I was staying in the basement of a home that had a backyard full of chickens. When I entered the small room where I’d be sleeping, I killed a giant spider first thing, with a hastily grabbed paper towel, and I watched it kick its legs for dear life as it flushed away.
I found a trendy little coffee shop full of hipster students, all plaid and beards and nose rings, and I did some writing, tapping into a story from my adolescence, one about not knowing how to receive. But my mind kept wandering. My entire married life had been just hours from here to the west, just a few hundred miles. I’d passed through Missoula a dozen times without ever spending time here. A quick Google search of the town revealed that no historian was quite sure where the name of the city originated from, that the city boasted over a hundred thousand people and was the second largest in Montana, and that there were two universities and a decent acceptance of the LGBT population here.
Back on the road, back in the rain, I drove north, passing through the city and turning onto a state highway. The clouds clinger to the hills here, soft rolling white against the deep thick evergreen rows, all against the grey sky. It took my breath. The rain washed out all of the smoke and the land felt new. I drove through small towns, one that boasted it’s wide diameter trees on the welcome sign, and soon arrived at a bar-and-grill in the middle of nowhere.
I stepped inside and found everything made of wood, tables and chairs and walls and bar and decor. A few old cowboys in ten-gallon hats and boots sat at the bar with drinks in hands and three 30-something plump women in tight T-shirts and jeans waited behind it. I took a table in the corner, somewhere private, and set out my laptop and a pad of paper.
I moved back to the restroom where a sign hung over the urinals.
“PLEASE
Don’t write or Carve on walls
Or
Spit Chewing Tabaco in the
urinals, it plugs them up.
Thanks…”
I laughed out loud with delight at the sign, so perfect and characteristic. It captured the ambiance of the place better than anything else. I wondered if they meant Tobacco or Tabasco, with a grin, and thought that these things must be actual problems in this establishment to warrant an actual laminated sign.
Back at the table, the waitress, who had a name tag that read “Mayzie” delivered a menu and a glass of water, then told me about the beers they had on tap. I had some light conversation with her and learned she was a mother of four, and I noticed that she didn’t have a ring on her finger, leaving me assuming that she was a single mom.
My eyes scanned over the menu, where everything seemed to be either alcohol or some beef product, with many variations on steaks and burgers in every form. Steak salad, patty melt, twelve different burger options, steak and potatoes, steak and coleslaw, steak and corn. I saw one item on the menu called the Vegetarian, that replaced a beef patty with a portobello mushroom cap, so I ordered that with a side of slaw. Mayzie seemed disappointed, but jotted the order down. A moment later she returned.

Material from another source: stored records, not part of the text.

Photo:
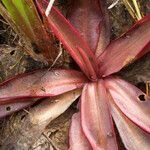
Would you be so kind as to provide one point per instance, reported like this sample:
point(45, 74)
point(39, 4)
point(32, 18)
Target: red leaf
point(127, 48)
point(70, 38)
point(90, 19)
point(77, 139)
point(41, 83)
point(132, 136)
point(96, 121)
point(8, 109)
point(131, 100)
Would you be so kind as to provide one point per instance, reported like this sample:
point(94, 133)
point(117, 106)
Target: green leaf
point(27, 19)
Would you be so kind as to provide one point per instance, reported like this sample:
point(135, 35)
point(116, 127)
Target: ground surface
point(13, 61)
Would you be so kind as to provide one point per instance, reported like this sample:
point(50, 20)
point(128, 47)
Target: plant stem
point(133, 9)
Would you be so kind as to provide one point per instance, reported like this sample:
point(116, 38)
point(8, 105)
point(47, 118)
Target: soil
point(13, 60)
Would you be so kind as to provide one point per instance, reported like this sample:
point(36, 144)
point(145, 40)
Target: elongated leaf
point(124, 50)
point(41, 83)
point(77, 139)
point(89, 18)
point(8, 109)
point(25, 15)
point(30, 128)
point(132, 136)
point(70, 38)
point(96, 121)
point(131, 100)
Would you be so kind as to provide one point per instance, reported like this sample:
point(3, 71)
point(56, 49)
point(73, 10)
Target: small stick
point(49, 7)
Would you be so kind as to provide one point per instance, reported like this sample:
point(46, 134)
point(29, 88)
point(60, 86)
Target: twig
point(49, 7)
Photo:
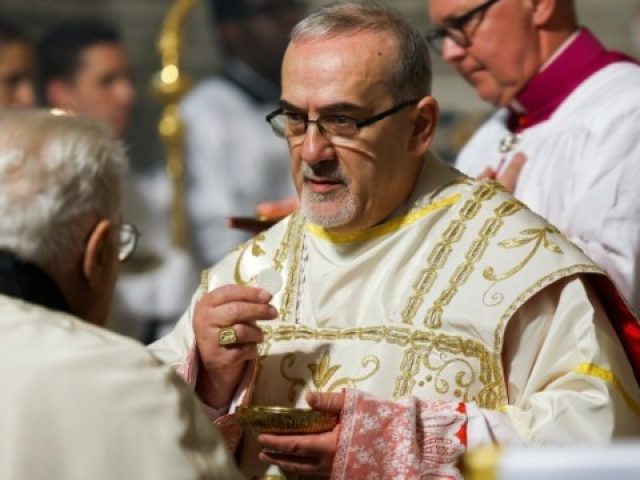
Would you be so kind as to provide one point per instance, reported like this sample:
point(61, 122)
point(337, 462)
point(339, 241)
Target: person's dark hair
point(61, 48)
point(10, 33)
point(230, 10)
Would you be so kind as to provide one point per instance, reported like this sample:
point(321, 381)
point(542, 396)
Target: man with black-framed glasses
point(564, 138)
point(418, 311)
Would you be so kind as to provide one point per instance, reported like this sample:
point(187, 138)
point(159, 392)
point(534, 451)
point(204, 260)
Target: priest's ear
point(424, 126)
point(100, 261)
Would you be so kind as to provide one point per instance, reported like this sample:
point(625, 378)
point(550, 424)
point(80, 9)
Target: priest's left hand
point(308, 454)
point(508, 178)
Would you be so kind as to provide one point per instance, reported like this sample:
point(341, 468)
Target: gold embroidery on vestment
point(204, 283)
point(386, 228)
point(605, 375)
point(297, 232)
point(441, 251)
point(418, 342)
point(539, 237)
point(536, 287)
point(491, 226)
point(256, 251)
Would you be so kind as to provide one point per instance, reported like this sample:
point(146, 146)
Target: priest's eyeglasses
point(128, 241)
point(457, 28)
point(292, 124)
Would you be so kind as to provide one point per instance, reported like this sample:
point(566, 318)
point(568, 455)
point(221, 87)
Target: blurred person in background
point(85, 70)
point(17, 67)
point(565, 136)
point(232, 160)
point(78, 401)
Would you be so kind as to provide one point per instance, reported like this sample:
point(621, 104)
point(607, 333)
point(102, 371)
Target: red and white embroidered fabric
point(403, 440)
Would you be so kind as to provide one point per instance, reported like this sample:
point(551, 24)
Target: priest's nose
point(316, 147)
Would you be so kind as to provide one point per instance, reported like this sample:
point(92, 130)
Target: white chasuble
point(582, 169)
point(417, 305)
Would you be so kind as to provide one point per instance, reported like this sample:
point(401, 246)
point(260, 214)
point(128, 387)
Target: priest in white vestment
point(568, 121)
point(432, 312)
point(79, 402)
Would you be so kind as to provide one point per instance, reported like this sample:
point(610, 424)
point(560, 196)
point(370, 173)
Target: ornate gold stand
point(169, 85)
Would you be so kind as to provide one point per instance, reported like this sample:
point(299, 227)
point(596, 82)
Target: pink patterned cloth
point(226, 423)
point(402, 440)
point(189, 368)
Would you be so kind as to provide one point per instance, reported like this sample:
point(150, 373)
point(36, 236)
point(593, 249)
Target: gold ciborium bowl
point(284, 420)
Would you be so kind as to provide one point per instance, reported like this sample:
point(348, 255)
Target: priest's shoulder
point(261, 248)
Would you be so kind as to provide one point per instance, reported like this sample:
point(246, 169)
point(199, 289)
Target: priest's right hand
point(227, 338)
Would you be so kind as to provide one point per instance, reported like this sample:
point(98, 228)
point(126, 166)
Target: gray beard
point(345, 213)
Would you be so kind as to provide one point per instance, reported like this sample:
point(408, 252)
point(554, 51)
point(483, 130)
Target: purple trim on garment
point(548, 89)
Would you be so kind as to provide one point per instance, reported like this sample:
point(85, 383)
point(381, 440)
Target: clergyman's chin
point(329, 214)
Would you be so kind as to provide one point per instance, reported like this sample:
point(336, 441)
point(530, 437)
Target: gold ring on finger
point(227, 336)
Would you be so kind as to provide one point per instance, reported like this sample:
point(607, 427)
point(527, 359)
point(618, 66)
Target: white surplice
point(464, 296)
point(233, 161)
point(78, 402)
point(582, 169)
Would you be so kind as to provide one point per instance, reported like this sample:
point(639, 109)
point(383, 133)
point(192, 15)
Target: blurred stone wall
point(140, 20)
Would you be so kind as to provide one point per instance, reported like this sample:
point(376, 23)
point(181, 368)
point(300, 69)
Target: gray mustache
point(327, 169)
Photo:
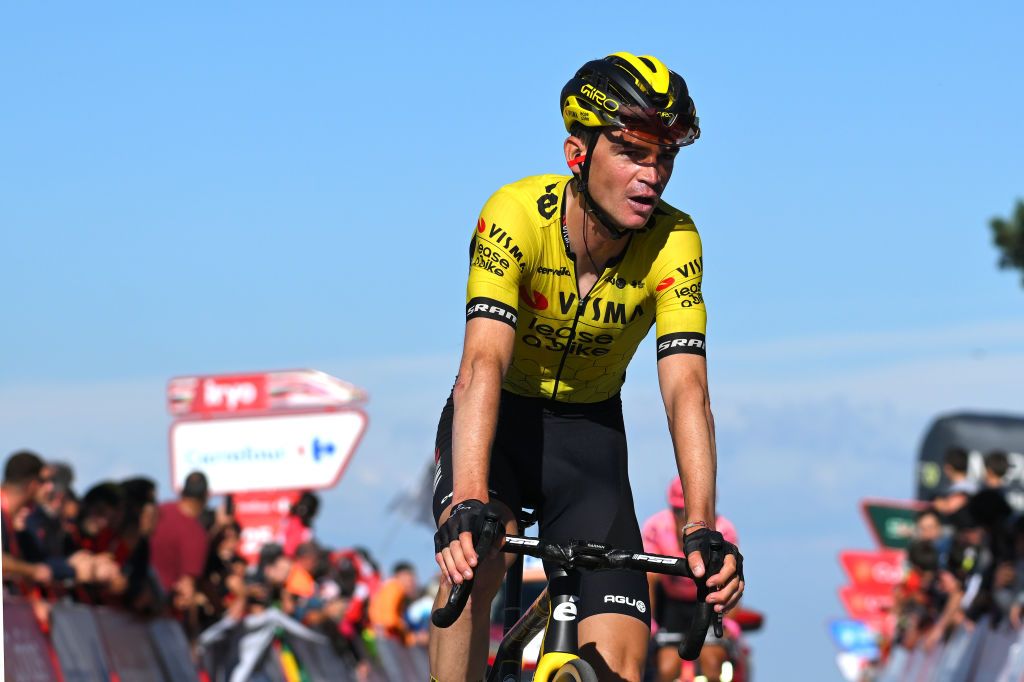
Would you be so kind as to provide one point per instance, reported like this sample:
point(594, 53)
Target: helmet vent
point(650, 65)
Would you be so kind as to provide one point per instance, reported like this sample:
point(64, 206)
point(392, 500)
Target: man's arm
point(683, 379)
point(684, 389)
point(485, 357)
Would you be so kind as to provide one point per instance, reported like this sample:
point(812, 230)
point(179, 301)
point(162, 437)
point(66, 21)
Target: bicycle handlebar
point(596, 556)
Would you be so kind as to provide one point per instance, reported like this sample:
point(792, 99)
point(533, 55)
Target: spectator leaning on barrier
point(387, 605)
point(138, 521)
point(996, 467)
point(178, 542)
point(22, 480)
point(954, 498)
point(298, 526)
point(46, 519)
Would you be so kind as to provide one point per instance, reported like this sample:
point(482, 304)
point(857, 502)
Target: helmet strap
point(582, 184)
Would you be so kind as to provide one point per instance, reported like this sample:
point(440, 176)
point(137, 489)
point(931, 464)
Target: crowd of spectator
point(116, 546)
point(966, 562)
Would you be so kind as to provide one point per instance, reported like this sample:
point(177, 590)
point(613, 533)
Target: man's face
point(628, 176)
point(409, 583)
point(929, 527)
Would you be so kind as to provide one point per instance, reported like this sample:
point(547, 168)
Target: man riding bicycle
point(567, 274)
point(674, 598)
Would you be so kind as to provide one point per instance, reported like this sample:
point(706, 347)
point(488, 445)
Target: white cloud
point(799, 448)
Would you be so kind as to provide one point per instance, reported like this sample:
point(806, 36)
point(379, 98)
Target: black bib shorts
point(568, 464)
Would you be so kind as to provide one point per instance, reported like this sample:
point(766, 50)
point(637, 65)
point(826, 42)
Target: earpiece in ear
point(576, 161)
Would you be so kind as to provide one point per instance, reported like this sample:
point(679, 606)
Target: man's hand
point(41, 573)
point(463, 537)
point(727, 585)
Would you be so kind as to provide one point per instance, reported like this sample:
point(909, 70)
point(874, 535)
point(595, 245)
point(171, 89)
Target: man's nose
point(650, 174)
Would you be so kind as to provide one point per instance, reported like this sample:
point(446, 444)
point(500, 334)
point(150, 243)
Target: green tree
point(1009, 238)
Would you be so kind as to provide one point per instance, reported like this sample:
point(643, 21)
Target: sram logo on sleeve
point(526, 542)
point(681, 342)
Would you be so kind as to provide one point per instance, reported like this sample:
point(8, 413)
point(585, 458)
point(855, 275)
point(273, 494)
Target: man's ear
point(576, 153)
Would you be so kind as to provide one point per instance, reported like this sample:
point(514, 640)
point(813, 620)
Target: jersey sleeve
point(502, 249)
point(681, 318)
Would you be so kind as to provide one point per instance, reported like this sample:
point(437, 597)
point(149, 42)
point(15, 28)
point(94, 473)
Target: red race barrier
point(127, 642)
point(26, 650)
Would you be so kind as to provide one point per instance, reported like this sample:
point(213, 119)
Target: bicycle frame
point(555, 609)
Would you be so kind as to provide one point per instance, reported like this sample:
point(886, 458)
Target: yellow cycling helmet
point(638, 94)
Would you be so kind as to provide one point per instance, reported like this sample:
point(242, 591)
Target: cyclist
point(674, 599)
point(567, 274)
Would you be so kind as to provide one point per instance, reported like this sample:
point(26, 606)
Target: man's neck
point(13, 499)
point(598, 241)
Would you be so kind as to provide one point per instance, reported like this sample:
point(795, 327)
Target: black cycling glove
point(713, 549)
point(478, 518)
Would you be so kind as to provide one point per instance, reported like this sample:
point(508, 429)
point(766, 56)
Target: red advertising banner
point(866, 602)
point(878, 568)
point(227, 394)
point(261, 516)
point(26, 652)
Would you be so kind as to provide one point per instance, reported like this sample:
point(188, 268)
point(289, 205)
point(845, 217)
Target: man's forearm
point(692, 430)
point(476, 396)
point(13, 566)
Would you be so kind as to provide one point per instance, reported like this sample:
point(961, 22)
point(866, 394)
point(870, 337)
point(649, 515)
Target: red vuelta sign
point(877, 568)
point(866, 603)
point(227, 393)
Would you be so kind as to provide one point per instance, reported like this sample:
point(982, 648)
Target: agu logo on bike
point(619, 599)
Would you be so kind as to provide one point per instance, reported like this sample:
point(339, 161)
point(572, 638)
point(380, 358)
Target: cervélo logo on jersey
point(493, 309)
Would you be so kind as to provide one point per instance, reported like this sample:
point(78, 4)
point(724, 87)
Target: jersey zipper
point(582, 300)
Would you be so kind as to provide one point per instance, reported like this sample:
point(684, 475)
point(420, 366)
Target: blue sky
point(223, 188)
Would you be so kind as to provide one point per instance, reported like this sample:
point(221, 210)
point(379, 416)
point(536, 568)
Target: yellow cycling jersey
point(569, 348)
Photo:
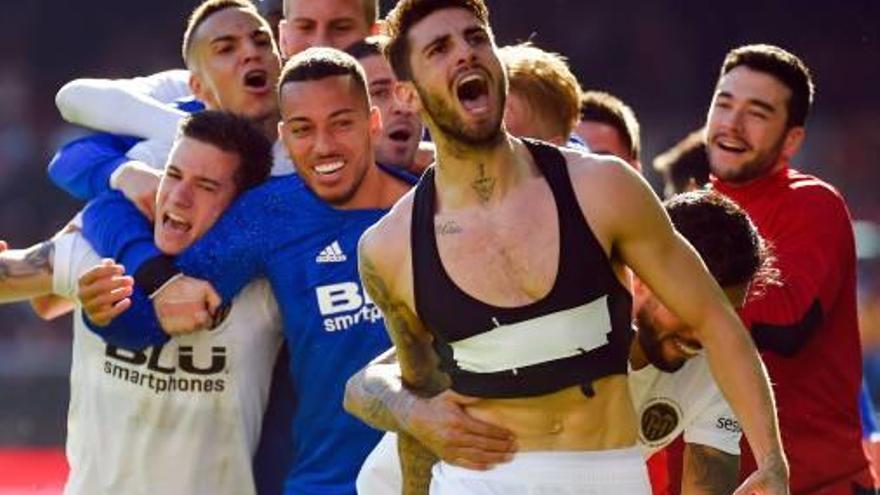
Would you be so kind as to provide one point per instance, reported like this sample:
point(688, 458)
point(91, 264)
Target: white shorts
point(618, 472)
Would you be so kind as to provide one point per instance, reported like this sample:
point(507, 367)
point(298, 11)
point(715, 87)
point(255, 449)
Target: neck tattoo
point(449, 227)
point(483, 185)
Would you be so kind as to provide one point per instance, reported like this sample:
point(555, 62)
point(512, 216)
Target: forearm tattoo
point(711, 471)
point(416, 463)
point(36, 260)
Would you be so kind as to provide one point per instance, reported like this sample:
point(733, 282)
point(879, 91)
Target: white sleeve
point(153, 152)
point(73, 256)
point(138, 107)
point(714, 425)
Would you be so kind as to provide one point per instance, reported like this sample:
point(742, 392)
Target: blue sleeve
point(116, 229)
point(135, 329)
point(228, 256)
point(83, 167)
point(234, 250)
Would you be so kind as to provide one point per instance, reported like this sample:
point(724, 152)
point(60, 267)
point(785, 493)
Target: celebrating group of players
point(424, 234)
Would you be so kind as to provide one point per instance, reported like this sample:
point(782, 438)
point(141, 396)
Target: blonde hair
point(546, 83)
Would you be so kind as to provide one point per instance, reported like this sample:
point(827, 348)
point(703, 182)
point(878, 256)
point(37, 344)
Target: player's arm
point(622, 207)
point(810, 250)
point(376, 396)
point(138, 107)
point(26, 273)
point(708, 471)
point(418, 361)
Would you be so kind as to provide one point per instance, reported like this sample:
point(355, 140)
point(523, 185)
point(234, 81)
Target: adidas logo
point(331, 254)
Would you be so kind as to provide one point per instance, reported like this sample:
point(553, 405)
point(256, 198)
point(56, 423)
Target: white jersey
point(181, 419)
point(142, 106)
point(667, 404)
point(688, 401)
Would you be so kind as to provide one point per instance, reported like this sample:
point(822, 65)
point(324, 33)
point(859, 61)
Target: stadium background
point(661, 57)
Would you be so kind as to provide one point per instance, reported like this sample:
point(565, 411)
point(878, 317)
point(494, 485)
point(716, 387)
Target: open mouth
point(731, 145)
point(257, 79)
point(689, 349)
point(173, 222)
point(473, 92)
point(400, 135)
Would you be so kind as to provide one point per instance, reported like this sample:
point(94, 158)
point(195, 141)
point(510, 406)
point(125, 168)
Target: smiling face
point(401, 127)
point(198, 185)
point(235, 64)
point(333, 23)
point(459, 79)
point(328, 130)
point(665, 340)
point(746, 132)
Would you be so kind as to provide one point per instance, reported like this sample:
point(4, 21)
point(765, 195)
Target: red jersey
point(807, 328)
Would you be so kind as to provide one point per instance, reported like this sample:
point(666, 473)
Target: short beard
point(651, 346)
point(752, 170)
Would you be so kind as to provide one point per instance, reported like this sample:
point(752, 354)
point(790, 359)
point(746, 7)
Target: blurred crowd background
point(661, 57)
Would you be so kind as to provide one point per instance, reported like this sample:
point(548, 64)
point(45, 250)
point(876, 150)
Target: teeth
point(687, 349)
point(329, 168)
point(472, 77)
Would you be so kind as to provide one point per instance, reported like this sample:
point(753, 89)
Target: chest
point(505, 256)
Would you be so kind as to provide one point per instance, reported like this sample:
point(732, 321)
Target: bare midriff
point(567, 420)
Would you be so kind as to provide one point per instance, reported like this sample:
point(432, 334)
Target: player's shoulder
point(387, 241)
point(811, 192)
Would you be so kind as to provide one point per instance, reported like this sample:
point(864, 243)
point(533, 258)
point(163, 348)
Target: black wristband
point(155, 272)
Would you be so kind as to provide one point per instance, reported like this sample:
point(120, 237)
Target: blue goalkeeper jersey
point(307, 250)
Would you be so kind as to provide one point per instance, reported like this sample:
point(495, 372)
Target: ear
point(375, 123)
point(794, 137)
point(405, 93)
point(282, 39)
point(197, 86)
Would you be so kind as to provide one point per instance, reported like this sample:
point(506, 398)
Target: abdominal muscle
point(567, 420)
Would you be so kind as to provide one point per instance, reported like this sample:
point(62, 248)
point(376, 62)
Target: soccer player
point(685, 166)
point(401, 127)
point(182, 417)
point(300, 231)
point(478, 261)
point(609, 126)
point(670, 383)
point(807, 328)
point(544, 97)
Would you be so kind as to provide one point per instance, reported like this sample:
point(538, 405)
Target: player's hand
point(443, 426)
point(139, 183)
point(186, 305)
point(771, 478)
point(104, 292)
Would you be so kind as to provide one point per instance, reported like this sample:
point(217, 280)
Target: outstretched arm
point(418, 363)
point(376, 395)
point(26, 273)
point(139, 107)
point(642, 236)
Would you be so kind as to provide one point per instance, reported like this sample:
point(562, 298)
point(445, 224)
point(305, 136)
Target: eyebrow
point(210, 182)
point(753, 101)
point(443, 38)
point(337, 113)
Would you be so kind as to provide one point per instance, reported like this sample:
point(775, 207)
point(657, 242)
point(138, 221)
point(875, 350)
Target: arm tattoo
point(415, 464)
point(376, 397)
point(419, 370)
point(449, 227)
point(36, 260)
point(709, 470)
point(483, 185)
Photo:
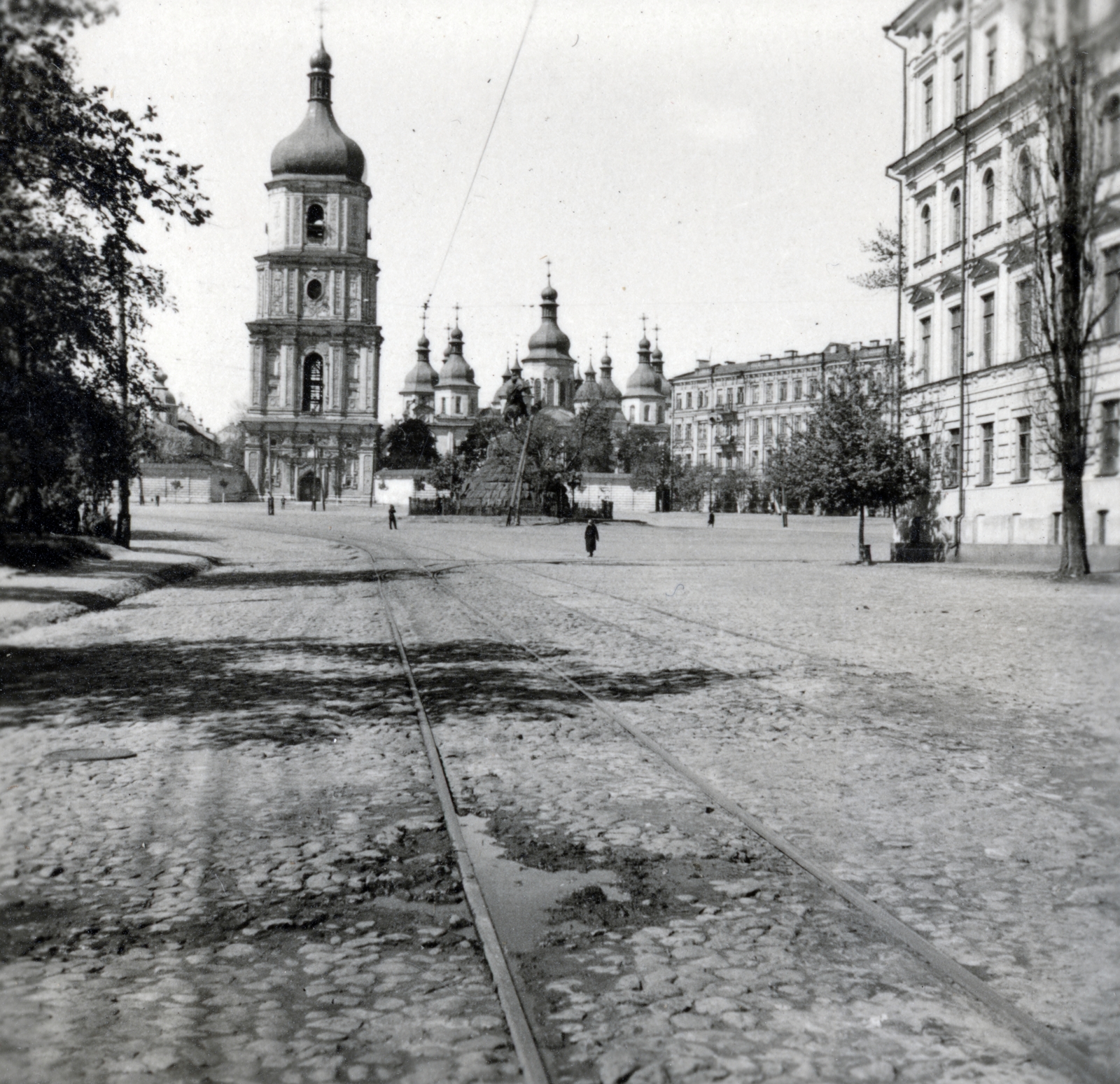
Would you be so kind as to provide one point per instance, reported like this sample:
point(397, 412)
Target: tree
point(409, 445)
point(1060, 192)
point(849, 458)
point(76, 179)
point(888, 259)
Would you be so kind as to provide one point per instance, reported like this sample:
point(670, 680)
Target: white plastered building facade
point(976, 396)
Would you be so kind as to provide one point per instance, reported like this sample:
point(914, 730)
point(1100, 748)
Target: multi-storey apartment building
point(976, 398)
point(733, 415)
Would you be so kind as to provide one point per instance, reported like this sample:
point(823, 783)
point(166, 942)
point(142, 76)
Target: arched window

“Oh, I forgot. We are all out of mushroom caps. Almost no one orders that. But what we could do is chop up a bunch of little mushrooms and just put them in a sandwich?”
I laughed, un-enthusiastically, and accepted her offer. The sandwich came out thirty minutes later on toasted bread, and it was strictly mediocre, but I was hungry and consumed it quickly.
By then, I was deep into the interview that had brought me this direction in the first place. I was talking with a woman connected to a thirty year old homicide in Utah, a story I was working hard to make a documentary about. It had taken me months to earn her trust, and she was now openly discussing this ancient history that had taken place when she was only 21. She talked freely about her life, even the hard parts, and about the impact of the homicide on her family and path. She talked about the different directions life could have taken her with a mix of pain and clarity, and shed tears as she talked about it.
When I drove home, the skies had cleared, and I wound the same highway curves in the dark. I arrived back at my rented room and did a scan for spiders as I turned the lights on. I showered, then wrapped myself in the covers on the bed for warmth. Outside was silent. No cars, no electric buzzes, no chickens. My brain was struggling to stay awake, buzzing with the experiences of the day and all the new information I’d gathered, but the body won out and soon i settled into sleep, leaving the brain to work out its obsessions with bizarre dreams that flooded my consciousness.
Hours later, the rooster outside crowed, and I brewed coffee, rushing to my keyboard to capture my thoughts.